Logs have often been intercepted being transported by road from India to China via Nepal. 

Since 2006, almost 1000 tonnes of Red Sanders has been recovered from near various Customs and border posts across India, including the Indo-Nepal border. On the Nepal side, over 400 tonnes of the wood has been seized during the same period, almost all of it destined for China.

However, other overland smuggling routes are becoming apparent. In October 2009, a consignment of around 2000 logs was intercepted by DRI officers near Aizawl, in north-eastern India, believed to be en route to China direct from India. Six Chinese nationals were arrested at the scene. 

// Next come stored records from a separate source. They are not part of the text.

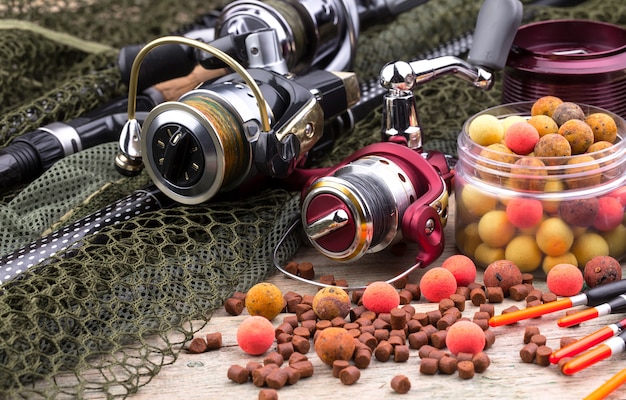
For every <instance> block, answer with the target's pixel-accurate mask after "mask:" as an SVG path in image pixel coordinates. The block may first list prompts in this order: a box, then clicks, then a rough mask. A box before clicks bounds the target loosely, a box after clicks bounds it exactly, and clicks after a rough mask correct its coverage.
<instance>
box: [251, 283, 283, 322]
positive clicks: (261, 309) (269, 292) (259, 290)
mask: <svg viewBox="0 0 626 400" xmlns="http://www.w3.org/2000/svg"><path fill="white" fill-rule="evenodd" d="M246 308H247V309H248V313H250V315H259V316H262V317H265V318H267V319H268V320H270V321H271V320H272V319H274V318H275V317H276V316H277V315H278V314H280V312H281V311H282V310H283V308H285V298H284V297H283V293H282V292H281V290H280V289H279V288H278V286H276V285H274V284H272V283H269V282H261V283H257V284H256V285H254V286H252V287H251V288H250V290H248V293H247V294H246Z"/></svg>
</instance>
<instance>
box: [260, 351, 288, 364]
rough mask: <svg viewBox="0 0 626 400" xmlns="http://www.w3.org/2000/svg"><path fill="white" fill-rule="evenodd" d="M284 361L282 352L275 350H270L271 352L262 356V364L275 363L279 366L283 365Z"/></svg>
mask: <svg viewBox="0 0 626 400" xmlns="http://www.w3.org/2000/svg"><path fill="white" fill-rule="evenodd" d="M284 361H285V359H284V358H283V355H282V354H280V353H279V352H277V351H272V352H271V353H268V354H267V355H266V356H265V358H263V365H267V364H276V365H278V366H279V367H280V366H281V365H283V362H284Z"/></svg>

Elsewhere in north-eastern India, according to media reports, at least 100 tonnes of Red Sanders have been seized in Manipur and Mizoram since August 2009, and 600 tonnes seized by the forest department in transit in Dhubri and Burdawan. 

According to the DRI report, in 2008–2009, on five occasions the DRI seized shipping containers with Red Sanders en route to Dubai, and in two cases each it was to UAE and Malaysia. However, a recent seizure finds criminals getting more sophisticated in getting the wood aboard ships to be smuggled out of India. 

In November 2009, two clearing agents at Chennai port were arrested in a case involving 32 tonnes of Red Sanders logs. The men were said to have used the name of their regular export clients—who were unaware of the scam—and made duplicate shipping bills, complete with the signatures of all Customs officials concerned. They forged rubber stamps and even duplicated the time locks used by Customs to seal export containers meant to ensure their authenticity. The cargo was then cleared by the agents and loaded onto ships and cleared for export without any Customs check. In December 2009, part of the same consignment was uncovered after DRI officials recalled a container destined for Dubai and discovered 339 Red Sanders logs weighing 9 tonnes aboard. 

“We are seeing several changes to the nature and scale of the illicit trade in Red Sanders,” said Sinha.

“For example, logs are being transported via different routes overland and are being shipped to the Middle East, although whether this is to markets in that region or it is just being used as a transit point, remains to be seen. 

“The DRI are to be congratulated for their diligence in uncovering these smuggling routes and techniques, but as well as stopping the smuggling in India, we urgently need to find out more about what can be done to control the drivers of the Red Sanders demand in China, Japan and elsewhere.”